Why did I start painting.


I have been asked a number of times why I started painting. The truth is that I’m not sure what came first, the chicken or the egg.  I am not a patient person, and not very artistic, or had any practice or tuition and certainly never had the inclination in my early career to retire and sit for hours painting,

Whilst I have always enjoyed drawing as a child, there was never any period of my life that would have been a precursor to any painting talent or any dormant desire to discover a hidden talent.

Since I was six however,I have longed to go to sea, living by the coast ,I have always felt a draw to it, to the smell, the sounds and it’s unforgiving and powerful nature.  From the age of 12 I would escape the world ashore to go sailing, messing around on boats at every opportunity I could.

At 16 I left school to make a career at sea, the best decision I ever made and for thirty years was fairly successful, remaining at sea, until I was medically discharged when past horror experiences, finally caught up with me.

Following  my early retirement I went to live in a village in the middle of England. It was therefore, not the desire to paint pretty pictures that got me painting, but I believe it was the call of the sea, that I missed, being part again of those sounds of the waves and the smell of sea air, that made me want to develop them into a picture for myself.  Every picture, whether it’s made from a photograph or by visiting the beautiful locations, briought me back, to the sensations I associated with the sea. That really is the joy of painting, whether it’s from a photograph you may have taken or from a sketch you may have made, the experience and sensations associated with the occasion are totally relived every brush stroke as you paint the picture.
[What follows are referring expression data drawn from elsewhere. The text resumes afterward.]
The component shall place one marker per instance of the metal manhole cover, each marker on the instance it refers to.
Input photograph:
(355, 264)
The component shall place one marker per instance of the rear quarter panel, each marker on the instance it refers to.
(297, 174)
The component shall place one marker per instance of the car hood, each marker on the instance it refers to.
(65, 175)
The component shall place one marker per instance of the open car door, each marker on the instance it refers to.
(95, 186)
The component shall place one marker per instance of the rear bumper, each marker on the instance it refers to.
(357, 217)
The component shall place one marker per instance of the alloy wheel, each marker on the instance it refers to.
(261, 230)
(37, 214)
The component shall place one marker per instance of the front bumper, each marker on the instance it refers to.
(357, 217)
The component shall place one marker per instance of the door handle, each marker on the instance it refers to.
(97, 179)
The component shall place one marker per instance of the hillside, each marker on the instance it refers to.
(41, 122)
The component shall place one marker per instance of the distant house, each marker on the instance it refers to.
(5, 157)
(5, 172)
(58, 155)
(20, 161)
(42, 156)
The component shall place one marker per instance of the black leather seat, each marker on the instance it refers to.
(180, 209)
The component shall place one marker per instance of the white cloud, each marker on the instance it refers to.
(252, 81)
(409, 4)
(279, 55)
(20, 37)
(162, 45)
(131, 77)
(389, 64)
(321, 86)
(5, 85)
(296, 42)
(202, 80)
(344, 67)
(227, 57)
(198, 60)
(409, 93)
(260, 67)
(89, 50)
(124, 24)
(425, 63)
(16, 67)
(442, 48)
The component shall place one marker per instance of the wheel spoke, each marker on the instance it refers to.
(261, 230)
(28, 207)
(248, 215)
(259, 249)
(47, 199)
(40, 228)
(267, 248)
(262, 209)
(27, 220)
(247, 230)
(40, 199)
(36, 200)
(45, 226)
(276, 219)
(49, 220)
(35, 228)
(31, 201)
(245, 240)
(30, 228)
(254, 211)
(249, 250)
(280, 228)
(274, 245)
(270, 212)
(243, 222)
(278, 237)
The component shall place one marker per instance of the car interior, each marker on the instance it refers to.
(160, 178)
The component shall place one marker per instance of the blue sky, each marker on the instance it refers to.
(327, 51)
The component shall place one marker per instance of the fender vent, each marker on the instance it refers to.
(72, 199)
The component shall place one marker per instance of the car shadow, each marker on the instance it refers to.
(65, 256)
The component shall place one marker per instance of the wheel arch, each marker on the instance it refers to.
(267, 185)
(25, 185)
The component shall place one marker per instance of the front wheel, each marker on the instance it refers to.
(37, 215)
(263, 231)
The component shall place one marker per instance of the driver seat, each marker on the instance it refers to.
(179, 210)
That feeling of being part of the painting, part of the surroundings, is there every time I paint, and it makes each painting a part of me. 

It was therefore this feeling of being drawn back to the sea, that I believe got me to painting. A desire to “produce a comfort blanket” to be again part of the sea. The retirement dream of an English village did not work out and due to various reasons I became very ill. A total change of lifestyle then followed and painting became a way of helping me get better. However, life on a narrowboat is short of space, and my painting never really progressed. I started with watercolour, but I never felt that I could express myself. The painting experience was I felt, “too tranquil,” not rugged or rough enough to cover my unorthodox painting style. It was not until I was introduced to acrylic, that found I could express myself and produce what I was trying to paint. After some frustrating years of practice developing styles and then redeveloping other methods I finally began producing pictures, that were beginning to resemble the experience I was attempting to reproduce.

I am still learning and developing and I am far from what I still strive to produce. However  I find the experience relaxing and enjoyable and something I look forward to doing. This for me is therefore the goal achieved. If however, I can allow others to enjoy the painting too, and get even a whiff of that sea experience and enjoyment I had from doing the painting, It really is a dream come true.